I don’t always have the emotional energy to engage with the topic, but in the wake of Leelah Alcorn’s suicide, I decided to try and do something to help raise awareness of what it’s like to go through the rough early stages of gender transition.

I got together with coder Alex Roberts, artist Joanna Blackhart and writer 8BitGoggles to develop a game called Acceptance.
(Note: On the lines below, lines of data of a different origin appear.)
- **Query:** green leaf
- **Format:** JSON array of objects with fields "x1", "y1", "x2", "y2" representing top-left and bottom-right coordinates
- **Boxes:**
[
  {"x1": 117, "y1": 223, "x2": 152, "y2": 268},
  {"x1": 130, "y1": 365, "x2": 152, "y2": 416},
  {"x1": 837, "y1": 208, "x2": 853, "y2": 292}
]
(5) THE RISK OF OOPS. Scientists are the only ones…. “Why Scientists Aren’t Fans Of Creating On-Demand Meteor Showers” …because, of course, nothing could possibly go wrong.

AILSA CHANG, HOST:

In this video, the firm Astro Live Experiences explains how it hopes this will work. A satellite in low orbit around the Earth releases a cluster of small spheres. Those spheres fall through the atmosphere. And as they do, they burn up. Here on Earth, that translates into an artificial shooting star show.

SHAPIRO: Sounds like it could be pretty. But if the idea of manmade spheres hurtling through the atmosphere also sounds alarming, you’re not alone. Some scientists have objections. For one thing, they say we need to be able to observe objects beyond our atmosphere.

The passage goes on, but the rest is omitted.